A team of researchers have used CRISPR-Cas9 to systematically inactivate genes in two human colorectal cancer cell lines — one with normal KRAS gene and one with a mutant KRAS. They then tested the ability of each of these cell lines to grow as tumours in mice and found that inactivating two metabolic enzymes, NADK and KHK, reduced the growth of KRAS-mutant tumours by approximately 50 percent, but had no effect on normal KRAS tumours. 

The researchers at the University of California San Diego School of Medicine also blocked these same enzymes with commercially available small molecule inhibitors and saw a significant reduction in tumour growth in mice only in tumour cells with mutant KRAS, they then tested the ability of each of these cell lines to grow as tumours in mice.

It was found that inactivating two metabolic enzymes, NADK and KHK, reduced the growth of KRAS-mutant tumours by approximately 50 percent, but had no effect on normal KRAS tumours.
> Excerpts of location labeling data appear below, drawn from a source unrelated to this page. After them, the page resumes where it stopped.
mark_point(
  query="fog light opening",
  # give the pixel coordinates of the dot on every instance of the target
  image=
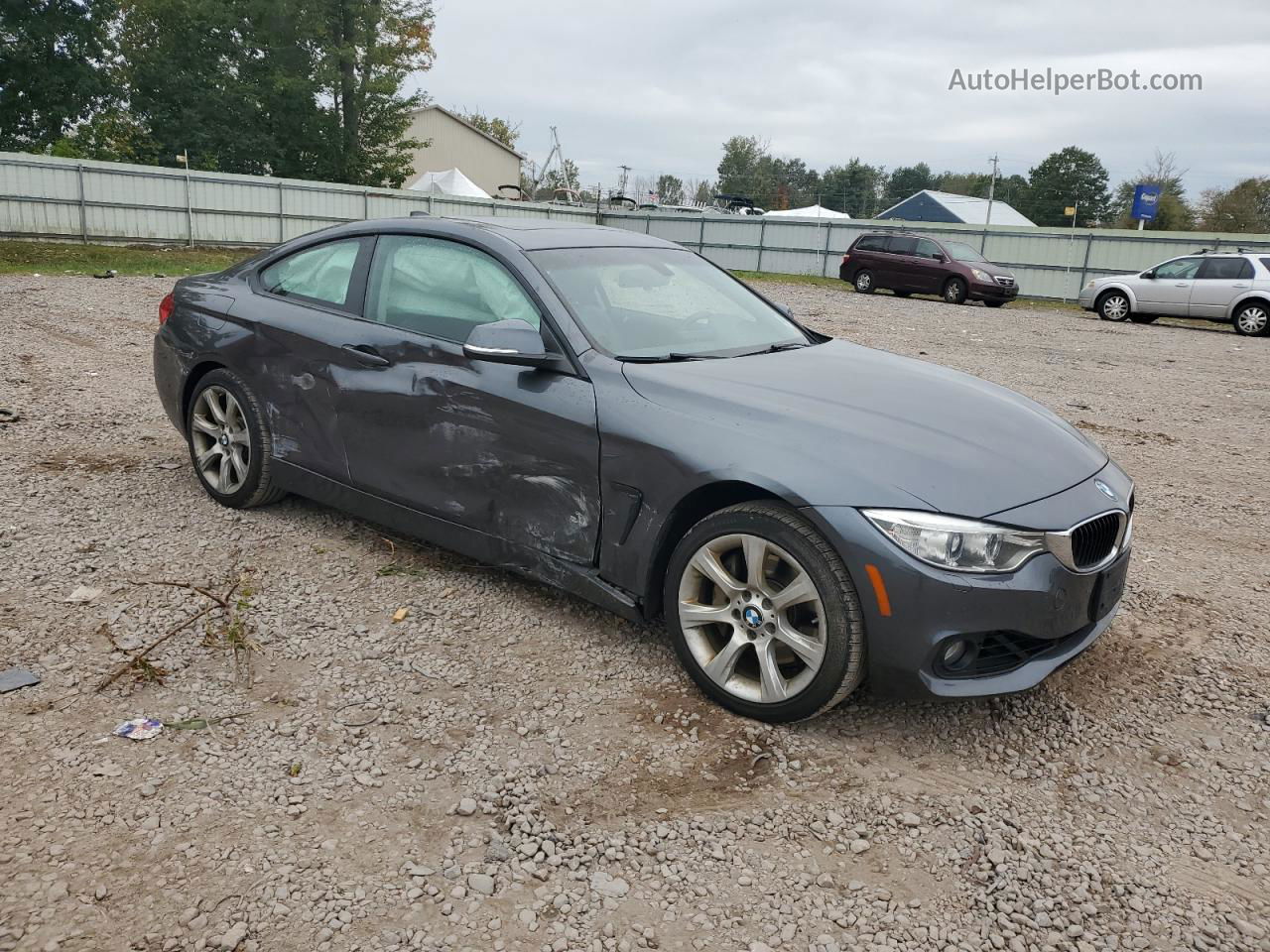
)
(957, 654)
They also blocked these same enzymes with commercially available small molecule inhibitors and saw a significant reduction in tumour growth in mice only in tumour cells with mutant KRAS.

Dr Tariq Rana, Professor of Pediatrics at UC San Diego School of Medicine and Moores Cancer Center and his team also identified several new genes that, when inactivated, had the opposite effect — they increased KRAS-mutant tumour growth, but not the growth of normal KRAS tumours.

These types of genes are known as “tumour suppressors” because they normally keep cancer cell growth in check.

“One of the most surprising findings from our study is how performing this type of genetic screen directly in a mammalian microenvironment revealed not only new synthetic lethal interactions but also new tumour suppressor genes that are dependent on KRAS mutations,” said first author Dr Edwin Yau,  a Cancer Therapeutics Training Program fellow in Dr Rana’s lab.

One of these new tumour suppressor genes encodes INO80C, a large multi-subunit protein that, among other things, stabilizes the genome. Dr Rana, Dr Yau and their colleagues are now taking steps to carry their findings forward, with the ultimate goal of better understanding how KRAS-mutant cancers develop and translating these insights into developing new therapies to stop them.

“We did not get these same results with cancer cells grown in the lab — the growth inhibition we saw when the NADK and KHK genes were inactivated only occurs in tumors in a mammalian system, in a more realistic microenvironment where the tumor has to survive,” said  Dr Rana,  “That suggests that the metabolic dependencies of tumour cells growing in a laboratory dish may differ dramatically compared to the same cells growing in a living system, underscoring potential limitations of standard laboratory-based cancer cell growth tests.”

Approximately 20 to 30 percent of all human cancers have mutations in the KRAS gene. KRAS mutations occur in many of the most lethal and most difficult to treat cancers, including lung, pancreatic and colorectal cancer. KRAS mutant cancer cells are able to rewire their metabolism in a way that gives them a growth advantage compared to normal cells.